A Butt-Protection Exercise

Former Secretary of State Mike Pompeo meeting with Mullah Abdul Ghani Baradar, now the Taliban’s de facto political leader, in Doha, Qatar, in September 2020. (Photo: U.S. Department of State/Handout/Anadolu Agency via Getty Images)

Now that Afghanistan is collapsing into what it was before – a terrorist Disneyland – the administration responsible for the bugout is in hiding like the thousands of Americans stuck in Kabul, and the people from the previous one are all over the airwaves in a butt-protection exercise. The question before the house isn’t only the wisdom of Biden’s wholesale surrender and run for the hills. It’s also about all that led to the bugout, including the sanity of any kind of pullout, smooth or otherwise. Everyone from Trump’s hawking of the rhetoric of “never-ending wars” in 2015-20 to Biden and his abrupt skedaddle should be in the dock for cross-examination. Admittedly, Biden and his people should be under the most scrutiny, but save some for Trump.

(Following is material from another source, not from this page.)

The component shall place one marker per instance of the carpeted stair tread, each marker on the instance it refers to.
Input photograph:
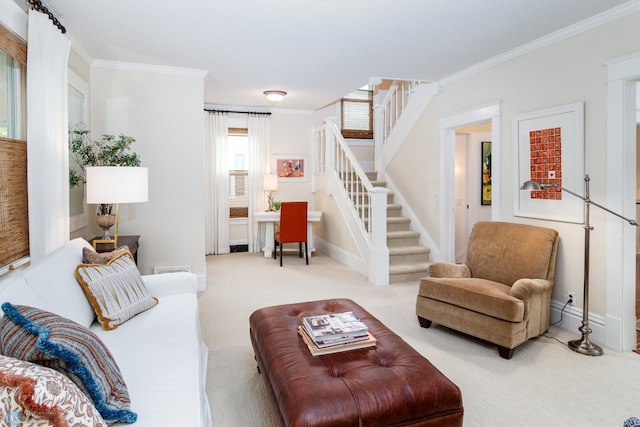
(402, 234)
(408, 268)
(407, 250)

Look, I voted for Trump twice because the Democrats are too despicable, and in the hope that his worst bombast could be mitigated to get the big things right. He did right on borders, taxes, judges, energy, and ending the careers of al-Baghdadi and Soleimani. But troubling signs were in the air. The infantile abuse heaped on John McCain in 2015 (“I like people that weren’t captured.”), who was tortured in the Hanoi Hilton as Trump was busy filling out deferments, was absolutely repugnant, and a sign of things to come.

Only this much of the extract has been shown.